Pamela Duncan says Roger Corman called her up "out of the blue" and offered her the lead. "I don't know what made him think of me except that he must have seen me in something; I worked a lot and I was on TV a lot." She later worked with Corman on Attack of the Crab Monsters.

Mel Welles called his role of Smolkin "one of the best characters I ever played. I played him kind of insane and what was wonderful was the one of my reviews compared me to Stanley Holloway in one of his Shakespearean gravedigger roles."

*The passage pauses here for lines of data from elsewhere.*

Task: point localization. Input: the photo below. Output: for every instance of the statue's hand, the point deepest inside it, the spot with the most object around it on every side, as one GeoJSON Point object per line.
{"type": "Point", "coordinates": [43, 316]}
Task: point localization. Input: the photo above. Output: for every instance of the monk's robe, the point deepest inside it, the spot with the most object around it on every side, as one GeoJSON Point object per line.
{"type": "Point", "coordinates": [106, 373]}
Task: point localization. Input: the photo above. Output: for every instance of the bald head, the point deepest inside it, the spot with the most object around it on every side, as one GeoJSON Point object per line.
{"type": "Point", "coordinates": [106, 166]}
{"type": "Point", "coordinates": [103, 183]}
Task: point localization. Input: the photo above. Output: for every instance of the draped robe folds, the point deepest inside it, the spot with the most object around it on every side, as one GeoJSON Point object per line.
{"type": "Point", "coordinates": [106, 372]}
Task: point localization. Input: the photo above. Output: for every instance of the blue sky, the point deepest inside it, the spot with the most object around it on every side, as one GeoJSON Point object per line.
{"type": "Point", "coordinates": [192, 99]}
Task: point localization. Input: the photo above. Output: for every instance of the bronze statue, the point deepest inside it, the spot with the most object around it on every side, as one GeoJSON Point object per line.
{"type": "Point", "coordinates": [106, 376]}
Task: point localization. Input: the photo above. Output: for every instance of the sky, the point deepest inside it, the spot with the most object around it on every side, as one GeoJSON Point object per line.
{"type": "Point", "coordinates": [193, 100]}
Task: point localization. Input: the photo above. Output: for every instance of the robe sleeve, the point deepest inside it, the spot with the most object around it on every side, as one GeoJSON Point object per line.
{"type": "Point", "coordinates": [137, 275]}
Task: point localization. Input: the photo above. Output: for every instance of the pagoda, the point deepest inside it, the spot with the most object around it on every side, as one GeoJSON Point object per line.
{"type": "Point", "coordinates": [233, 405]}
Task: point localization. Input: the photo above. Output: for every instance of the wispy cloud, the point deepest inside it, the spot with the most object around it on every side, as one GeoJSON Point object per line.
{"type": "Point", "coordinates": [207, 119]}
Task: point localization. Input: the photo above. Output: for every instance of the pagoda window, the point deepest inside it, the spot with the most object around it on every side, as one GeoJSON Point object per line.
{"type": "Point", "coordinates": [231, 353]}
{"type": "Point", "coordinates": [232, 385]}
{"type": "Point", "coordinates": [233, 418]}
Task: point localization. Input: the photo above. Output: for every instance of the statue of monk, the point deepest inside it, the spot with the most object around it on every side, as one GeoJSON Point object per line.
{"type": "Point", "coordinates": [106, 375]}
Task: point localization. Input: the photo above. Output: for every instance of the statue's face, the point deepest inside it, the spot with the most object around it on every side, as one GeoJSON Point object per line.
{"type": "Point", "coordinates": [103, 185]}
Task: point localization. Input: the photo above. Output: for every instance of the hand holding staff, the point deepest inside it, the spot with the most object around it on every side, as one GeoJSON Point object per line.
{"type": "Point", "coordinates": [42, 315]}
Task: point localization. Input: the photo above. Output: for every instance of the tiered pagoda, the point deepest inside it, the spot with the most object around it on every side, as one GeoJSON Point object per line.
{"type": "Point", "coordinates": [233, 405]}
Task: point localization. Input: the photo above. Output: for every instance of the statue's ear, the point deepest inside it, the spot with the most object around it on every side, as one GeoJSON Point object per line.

AIP's special effects artist Paul Blaisdell was drafted to play the corpse in the coffin in the graveyard scene, which he said was a lot of fun. His eyes however were supposed to remain open and staring throughout the scene, and he said it was difficult because little particles of the coffin lid kept falling into them like dust.

===Filming===
Filming started on July 26, 1956.

The movie was filmed in a converted supermarket, and was completed in only ten days, according to Griffith, costing $70,000. Duncan says it was shot in six days. Griffith has also said "it was $55,000, fifteen trees with Spanish moss and a fog machine. That was a big deal for Roger then."

The bats that the imp and witch continually change into were left over from another Corman movie, It Conquered the World.

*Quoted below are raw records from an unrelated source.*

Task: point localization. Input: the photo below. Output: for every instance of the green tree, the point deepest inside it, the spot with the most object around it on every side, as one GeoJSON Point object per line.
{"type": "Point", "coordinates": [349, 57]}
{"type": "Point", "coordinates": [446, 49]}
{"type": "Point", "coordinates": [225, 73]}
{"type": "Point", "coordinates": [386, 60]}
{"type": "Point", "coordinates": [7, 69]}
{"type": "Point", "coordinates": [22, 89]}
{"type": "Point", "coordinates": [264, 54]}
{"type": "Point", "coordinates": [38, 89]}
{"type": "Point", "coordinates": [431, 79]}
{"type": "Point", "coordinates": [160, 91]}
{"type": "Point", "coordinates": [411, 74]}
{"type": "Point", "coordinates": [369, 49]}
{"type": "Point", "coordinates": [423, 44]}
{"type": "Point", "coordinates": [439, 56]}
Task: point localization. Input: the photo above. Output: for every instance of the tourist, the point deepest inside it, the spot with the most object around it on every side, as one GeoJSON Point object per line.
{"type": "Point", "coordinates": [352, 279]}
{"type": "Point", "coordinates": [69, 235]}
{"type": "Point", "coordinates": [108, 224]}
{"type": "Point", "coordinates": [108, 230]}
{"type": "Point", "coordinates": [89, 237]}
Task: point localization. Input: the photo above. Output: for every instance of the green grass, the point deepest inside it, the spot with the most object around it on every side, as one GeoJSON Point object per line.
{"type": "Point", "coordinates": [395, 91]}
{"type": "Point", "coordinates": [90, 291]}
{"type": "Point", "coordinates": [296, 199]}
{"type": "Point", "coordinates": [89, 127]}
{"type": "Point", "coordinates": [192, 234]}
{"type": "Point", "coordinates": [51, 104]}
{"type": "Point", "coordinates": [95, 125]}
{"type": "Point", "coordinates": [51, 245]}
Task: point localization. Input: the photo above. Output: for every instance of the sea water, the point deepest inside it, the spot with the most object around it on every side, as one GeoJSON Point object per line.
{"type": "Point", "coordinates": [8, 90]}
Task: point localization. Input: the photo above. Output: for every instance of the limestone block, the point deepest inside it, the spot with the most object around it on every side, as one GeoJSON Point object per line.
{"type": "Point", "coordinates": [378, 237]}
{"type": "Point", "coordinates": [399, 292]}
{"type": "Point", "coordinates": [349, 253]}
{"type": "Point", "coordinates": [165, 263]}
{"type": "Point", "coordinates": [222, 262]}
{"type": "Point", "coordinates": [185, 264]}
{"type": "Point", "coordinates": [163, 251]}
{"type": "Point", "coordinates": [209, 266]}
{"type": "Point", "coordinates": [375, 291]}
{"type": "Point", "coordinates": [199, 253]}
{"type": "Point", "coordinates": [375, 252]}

Griffith says the film was "a fun picture to shoot... We filled it [the supermarket] with palm trees and fog, and it was the first time Roger had used any of that stuff. He didn't like to rent anything. You could see the zipper on the witch's dress and all the gimmicks were very obvious and phony—Roger deliberately played to skid row, a degenerate audience."

Welles recalls "we almost died of asphixiation from all the creosote fog that was created in" the supermarket. Devon said "They had a bee-smoker to create the dreadful-smelling fog."

Some exteriors were shot at a location known as "The Witch's House", a storybook house in Beverly Hills.

The movie was the first of several Devon made with Corman. However he did not enjoy The Undead, saying:
(Corman)'s temper was really quite awesome. On The Undead, someone had left one of my speeches out of the script, so naturally I couldn't learn what wasn’t there. And he was not just upset, he was maniacal. Anything that cost a penny over his minuscule budget turned him into a monster... He was just screaming his head off. Everybody was telling him that it could be rectified, and I said [calmly], "Roger, it's all right, don't worry about it. We'll get somebody to write it out on a card or something and I'll read it." So one of the prop guys wrote it out on a little cardboard box and I read it. We did it in one take, and that was it.
Devon also recalled that "Mel Welles just played everything off the top of his head and he came out all right, but it was difficult to keep from looking foolish. Pamela Duncan pressed very hard, and Dick Garland worked hard, too. but everything was against them as far as the dialogue was concerned. It was just coming down around their ears. Everybody that was on the show was quite professional and they really tried. They really put forth an effort."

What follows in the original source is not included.